Now, a few miles into his 14-mile march back to the car, his legs were cramping again, forcing him to stop and sit in the shade. He was out of food, his phone was dead, and the last of his water was gone. As he would later tell a law enforcement ranger from the U.S. Forest Service, Powers feared he was “done.”

The night before, Powers had attempted to start a signal fire, but it had quickly burned out. Now, he tried again, heaping dry foliage around the base of a snag and sparking it up with his Bic lighter. He hoped that the dead tree would go up in flames, and someone would see it and come to his rescue. 

That emergency fire would spread, growing to a 230-acre blaze dubbed the Sycamore Fire that eventually took hotshots and air attack units more than a week to contain. As for Powers, someone did rescue him—a Forest Service helicopter responding to the fire picked him up—but his trials weren’t over. He now owes the government nearly $300,000 in restitution and faces three years of probation after a federal district court convicted him of a crime this week for the actions he took that day.

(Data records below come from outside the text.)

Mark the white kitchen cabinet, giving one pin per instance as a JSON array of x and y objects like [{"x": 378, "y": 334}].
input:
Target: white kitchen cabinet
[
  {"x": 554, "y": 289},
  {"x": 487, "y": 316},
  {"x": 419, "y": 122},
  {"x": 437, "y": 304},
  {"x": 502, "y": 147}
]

In the early morning of May 27, Powers set out to hike what he believed was the 17-mile Cabin Loop, which his guidebook described as an easy-to-moderate trail. In his pack, he carried a little less than a gallon of water, a handful of snacks, and a battery-powered cell phone charger. While he planned to finish the trail in a single day, he also carried camping gear, including stove fuel, a sleeping bag and hammock, a machete, and another large knife. As he walked, the temperature climbed until it was more than 100°F and bone-dry.  

Court documents from Powers’ case paint a vivid picture of how his hike went wrong. The trail was well-marked at first, and he made it to Taylor Cabin without any issue. A few miles beyond that, however, the trail became rough and overgrown, and Powers soon realized he was lost. For about a half-hour to 40 minutes, he attempted to pick up the trail again before giving up and doubling back to the cabin, arriving there at roughly 6 p.m. 

Taylor Cabin
Taylor Cabin, where Powers spent the night (Photo: Jon Root via Getty)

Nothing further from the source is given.